Messier 13 (also known as NGC 6205, The Great Globular Cluster in Hercules and the Hercules Globular Cluster) is a globular (star) cluster of about 145 light-years in diameter, located some 25,100 light-years away in our Milky Way galaxy, in the constellation Hercules. It is one of the most prominent and best known globulars of the Northern hemisphere and contains over 300,000 stars, the brightest of which is the variable cepheid star V2. Its total luminosity is 300 thousand times the Sun.
Globular clusters are gravitationally bound concentrations of ancient stars (up to a million such stars) which form a nearly spherical system. They orbit the galactic center along highly elliptical paths, and on average one revolution takes 300 million years. Recent estimates indicate that about 150 globulars exist in the Milky Way (the Andromeda Galaxy has been estimated to contain approximately 500 globular clusters).
Messier 13 is composed of some of the oldest stars in the Universe. They are estimated to be about 14 billion years old. Born before the Mily Way’s stars had a chance to create metals and distribute them in star-forming regions, Messier 13’s iron content relative to hydrogen is just 5 percent that of the Sun.
The density of stars near the core of Messier 13 is so great (about 500 times more concentrated than in the solar neighbourhood) that the visible-light and near-infrared images all become a bright central blur.
When the Hubble Space Telescope was pointed towards Messier 13 they found 15 blue straggler stars (unusually hot and bright stars) and 10 other possibles.
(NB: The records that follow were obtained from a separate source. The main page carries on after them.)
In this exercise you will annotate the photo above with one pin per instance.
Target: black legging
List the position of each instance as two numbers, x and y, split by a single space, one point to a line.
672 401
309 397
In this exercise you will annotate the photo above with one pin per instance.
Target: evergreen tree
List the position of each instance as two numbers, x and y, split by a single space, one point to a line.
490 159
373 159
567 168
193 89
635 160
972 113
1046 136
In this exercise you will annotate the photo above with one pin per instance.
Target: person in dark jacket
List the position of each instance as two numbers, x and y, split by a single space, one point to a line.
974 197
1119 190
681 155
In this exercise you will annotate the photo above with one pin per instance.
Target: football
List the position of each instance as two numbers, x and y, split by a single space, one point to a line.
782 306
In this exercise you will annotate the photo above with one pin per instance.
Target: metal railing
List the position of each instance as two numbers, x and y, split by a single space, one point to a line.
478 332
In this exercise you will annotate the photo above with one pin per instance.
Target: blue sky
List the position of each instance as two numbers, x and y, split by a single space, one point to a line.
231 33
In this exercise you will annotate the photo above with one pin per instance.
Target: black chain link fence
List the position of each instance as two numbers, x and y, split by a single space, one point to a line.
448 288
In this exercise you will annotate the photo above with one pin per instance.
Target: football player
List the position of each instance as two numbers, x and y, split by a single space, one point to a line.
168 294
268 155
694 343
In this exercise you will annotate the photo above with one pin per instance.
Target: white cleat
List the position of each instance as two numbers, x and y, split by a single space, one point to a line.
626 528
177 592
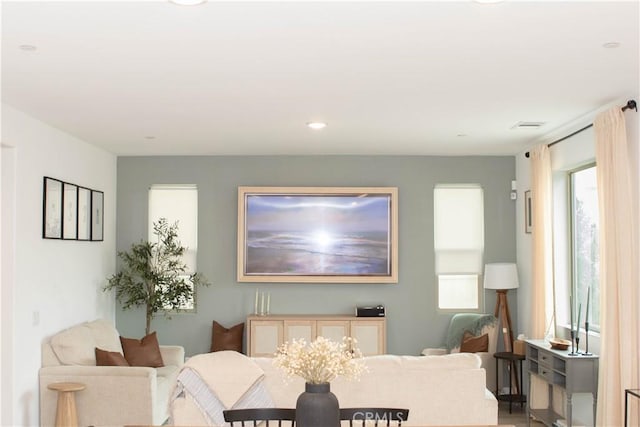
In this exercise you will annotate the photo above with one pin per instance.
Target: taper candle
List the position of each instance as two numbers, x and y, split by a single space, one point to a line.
586 314
571 311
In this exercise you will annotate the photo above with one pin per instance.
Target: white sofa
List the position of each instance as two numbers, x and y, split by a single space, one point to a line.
438 390
114 395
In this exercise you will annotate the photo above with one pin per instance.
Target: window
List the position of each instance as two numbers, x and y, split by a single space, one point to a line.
459 245
585 262
177 203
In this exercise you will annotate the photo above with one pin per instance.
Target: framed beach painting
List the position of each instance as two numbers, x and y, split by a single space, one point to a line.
318 234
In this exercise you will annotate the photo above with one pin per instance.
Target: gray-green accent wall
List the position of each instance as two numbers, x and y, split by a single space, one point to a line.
413 320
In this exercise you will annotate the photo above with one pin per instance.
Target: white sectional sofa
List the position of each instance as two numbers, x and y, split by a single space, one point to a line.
114 395
438 390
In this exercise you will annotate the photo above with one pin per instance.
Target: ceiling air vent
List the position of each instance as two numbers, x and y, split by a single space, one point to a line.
528 125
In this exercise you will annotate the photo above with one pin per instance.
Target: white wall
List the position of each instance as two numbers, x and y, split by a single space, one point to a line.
55 283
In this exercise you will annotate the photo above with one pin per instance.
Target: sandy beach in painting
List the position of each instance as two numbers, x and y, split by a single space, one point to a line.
296 253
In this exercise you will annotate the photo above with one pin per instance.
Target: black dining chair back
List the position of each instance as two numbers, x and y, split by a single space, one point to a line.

Blue stragglers are so named because they seemingly lag behind in the aging process, appearing younger than the population from which they formed. Real blue stragglers should exhibit signs of lithium, carbon and oxygen depletion, which are chemical signatures of past mass transfer from less massive and older stars. These stars appear to be bluer and so younger than most other, apparently older, stars.
Messier 13 was selected in 1974 as target for one of the first radio messages addressed to possible extra-terrestrial intelligent races, and sent by the big radio telescope of the Arecibo Observatory. The reason was that M13 was a large collection of stars with a high star density, so, the chances of a life harboring planet with intelligent life forms, were believed to be higher. However, more recent studies suggest that planets are very rare in the dense environments of globular clusters.